Air France 447: Why Did it Go Down? Investigators Have Answers! (Watch!)

Two years after Air France 447 went down in the southern Atlantic Ocean – we are finally learning what happened to cause the devastating crash.

In the beginning of May, investigators finally found the aircraft’s cockpit voice recorder and dlight data recorder. They have been able to analyze the data, and France’s Buerau of Investigation and Analysis (BEA) have been able to find out what happened to bring the flight from Rio de Janieror to Paris down.

Why did it happen?

The aircraft’s speed sensors were giving invalid readings. At around 1:33 GMT on June 1, 2009, AF 447 entered an area on its route known for severe turbulence.
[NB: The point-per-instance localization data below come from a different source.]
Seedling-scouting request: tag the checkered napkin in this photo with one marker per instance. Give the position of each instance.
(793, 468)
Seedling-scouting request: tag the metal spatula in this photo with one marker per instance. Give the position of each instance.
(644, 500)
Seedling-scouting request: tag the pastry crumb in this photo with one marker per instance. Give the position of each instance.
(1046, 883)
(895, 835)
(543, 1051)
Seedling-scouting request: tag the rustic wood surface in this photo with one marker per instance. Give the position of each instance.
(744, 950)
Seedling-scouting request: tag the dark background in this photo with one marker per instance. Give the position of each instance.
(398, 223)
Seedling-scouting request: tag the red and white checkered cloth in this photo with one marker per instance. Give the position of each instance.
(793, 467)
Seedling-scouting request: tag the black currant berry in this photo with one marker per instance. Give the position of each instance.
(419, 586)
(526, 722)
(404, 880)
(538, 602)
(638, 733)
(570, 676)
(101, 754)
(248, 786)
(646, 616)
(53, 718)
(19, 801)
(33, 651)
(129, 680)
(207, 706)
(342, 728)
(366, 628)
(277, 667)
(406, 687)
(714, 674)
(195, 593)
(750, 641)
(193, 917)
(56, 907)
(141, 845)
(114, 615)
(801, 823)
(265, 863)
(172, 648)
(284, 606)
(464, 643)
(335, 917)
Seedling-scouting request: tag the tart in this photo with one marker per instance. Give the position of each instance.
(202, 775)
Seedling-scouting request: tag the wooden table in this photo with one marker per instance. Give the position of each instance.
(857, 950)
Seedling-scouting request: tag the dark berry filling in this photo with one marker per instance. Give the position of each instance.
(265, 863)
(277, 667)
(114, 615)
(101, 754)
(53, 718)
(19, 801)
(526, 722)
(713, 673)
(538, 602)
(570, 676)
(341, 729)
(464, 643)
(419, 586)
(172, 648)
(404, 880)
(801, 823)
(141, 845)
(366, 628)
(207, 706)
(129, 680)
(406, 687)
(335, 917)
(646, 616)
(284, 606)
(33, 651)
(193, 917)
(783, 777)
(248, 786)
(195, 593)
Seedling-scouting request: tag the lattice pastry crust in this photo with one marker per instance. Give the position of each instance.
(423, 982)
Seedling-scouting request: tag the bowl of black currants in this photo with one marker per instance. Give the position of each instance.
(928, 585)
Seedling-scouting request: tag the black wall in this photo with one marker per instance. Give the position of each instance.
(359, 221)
No further contact was made.

Findings suggest that the plan climbed to 38,000 feet before “the stall warning was triggered and the airplane stalled.” The plan then descended immediately, without deploying oxygen masks over a period of 3 minutes and 30 seconds and the engines remained operational, said the report.
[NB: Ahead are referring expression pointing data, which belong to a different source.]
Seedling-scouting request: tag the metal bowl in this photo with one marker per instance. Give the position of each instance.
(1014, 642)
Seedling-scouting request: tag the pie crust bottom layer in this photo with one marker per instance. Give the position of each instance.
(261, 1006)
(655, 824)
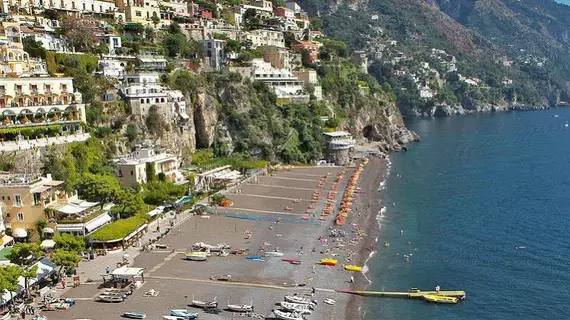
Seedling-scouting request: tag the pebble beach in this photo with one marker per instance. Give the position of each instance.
(271, 213)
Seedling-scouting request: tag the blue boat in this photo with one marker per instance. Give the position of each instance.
(183, 313)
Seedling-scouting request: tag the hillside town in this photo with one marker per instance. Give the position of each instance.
(71, 70)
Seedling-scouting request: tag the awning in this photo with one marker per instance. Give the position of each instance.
(47, 244)
(141, 228)
(6, 239)
(70, 228)
(47, 230)
(125, 272)
(97, 222)
(19, 233)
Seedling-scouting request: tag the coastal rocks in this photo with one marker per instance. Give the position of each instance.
(205, 118)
Error messages report that the plane might have been going either too fast or too slow.

“The crash happened at around 2 am on a dark night when the error messages suddenly appeared and the autopilot tripped out.” David Learmont of Flight International told CNN before the report was released.

“This is a syndrome,” he said. “There have been lots of accidents where pilots have fixated on correcting a relatively minor problem and lose sight of the macro problem. Now we don’t know that, but we do know the aircraft acted as if it was not being controlled purposefully.

“Whether it was out of control — and I doubt this — it was not being controlled. Imagine it is 2 am and two sleepy pilots encounter a problem. They don’t have much to do so they decide to troubleshoot this problem. They fixate on it and forget the autopilot has tripped.

“The airplane meanwhile goes into a lazy spiral descent — the pilots don’t notice as it is all very gentle. And when they look up they don’t believe what their instruments tell them and they get disorientated and can’t recover.”

All 228 people on board died in the crash.